Research from the Forum of Private Business reveals how small businesses are having their finances pinched as the economic recovery accelerates – putting cash flow and credit control high on the agenda for the coming months.
In its Cost of Doing Business survey, the FPB looks at a broad range of different influences on income and outgoings, to determine how robust business finances as a whole are at the moment.
For a start, it’s worth noting that only 3% of firms surveyed said they are able to pass costs on to their customers – and in spite of inflationary supply chains, 38% have to keep their prices static and cover the difference from their own profits.
The survey found 63% of firms have seen their costs increase, with 76% spending more on marketing, 70% paying more for energy, and 65% each seeing greater outgoings on staffing and transport costs.
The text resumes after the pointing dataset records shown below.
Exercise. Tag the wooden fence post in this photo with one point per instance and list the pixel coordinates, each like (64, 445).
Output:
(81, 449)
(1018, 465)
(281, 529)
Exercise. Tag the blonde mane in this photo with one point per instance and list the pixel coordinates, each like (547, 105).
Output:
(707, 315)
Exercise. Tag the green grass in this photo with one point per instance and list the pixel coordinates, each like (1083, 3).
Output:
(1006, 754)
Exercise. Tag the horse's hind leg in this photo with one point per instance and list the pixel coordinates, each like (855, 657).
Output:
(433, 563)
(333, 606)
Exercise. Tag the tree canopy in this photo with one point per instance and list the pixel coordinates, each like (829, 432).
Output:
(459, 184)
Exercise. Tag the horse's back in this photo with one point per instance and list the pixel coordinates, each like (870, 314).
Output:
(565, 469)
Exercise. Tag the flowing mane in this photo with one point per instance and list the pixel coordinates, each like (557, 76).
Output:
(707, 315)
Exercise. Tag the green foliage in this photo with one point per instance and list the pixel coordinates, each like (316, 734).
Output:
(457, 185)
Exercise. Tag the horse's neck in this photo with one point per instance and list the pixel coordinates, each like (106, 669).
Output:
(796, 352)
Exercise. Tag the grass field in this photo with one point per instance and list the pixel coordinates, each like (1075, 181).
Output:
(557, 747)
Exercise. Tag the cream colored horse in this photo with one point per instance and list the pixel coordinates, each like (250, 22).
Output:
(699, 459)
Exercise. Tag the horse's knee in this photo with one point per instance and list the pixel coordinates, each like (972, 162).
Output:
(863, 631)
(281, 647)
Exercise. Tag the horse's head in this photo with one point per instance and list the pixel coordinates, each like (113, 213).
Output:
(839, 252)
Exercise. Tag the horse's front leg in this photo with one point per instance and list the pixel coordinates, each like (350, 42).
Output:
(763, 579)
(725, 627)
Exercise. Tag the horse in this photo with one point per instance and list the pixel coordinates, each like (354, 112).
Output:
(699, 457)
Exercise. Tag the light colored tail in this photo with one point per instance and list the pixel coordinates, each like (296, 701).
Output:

Small businesses in particular are seeing a much higher rate of inflation than the headline figures might suggest, at an estimated 4.7%, rather than the 1.6% official rate.
In 81% of cases, the increase in costs has had a detrimental effect, and 73% of firms have had cash flow difficulties, 63% have experienced inhibited growth and 51% have been unable to employ as many staff as they otherwise would have done.
Among the most exacerbating factors, late payment was ranked first, affecting 55% of firms, competitor price-cutting impacted 47% and excessive admin due to banks, customers and the government was a problem for 35%.
Phil Orford MBE, chief executive of the FPB, said: “The economic outlook continues to improve but costs still remain an issue…
“This is a timely reminder that, despite all the talk of a need for above-inflation wage rises, businesses continue to feel the strain of rising costs.”
At any point in an economic cycle, it is important to ensure that cash flow remains as healthy as possible, so as to be able to absorb any cost impacts without putting your business at risk.
But with late payment an ever-present spectre for many firms, cash flow and credit control are currently going hand in hand to a greater extent than ever before – and keeping client debts at bay could be a crucial factor in managing your business finances better in general.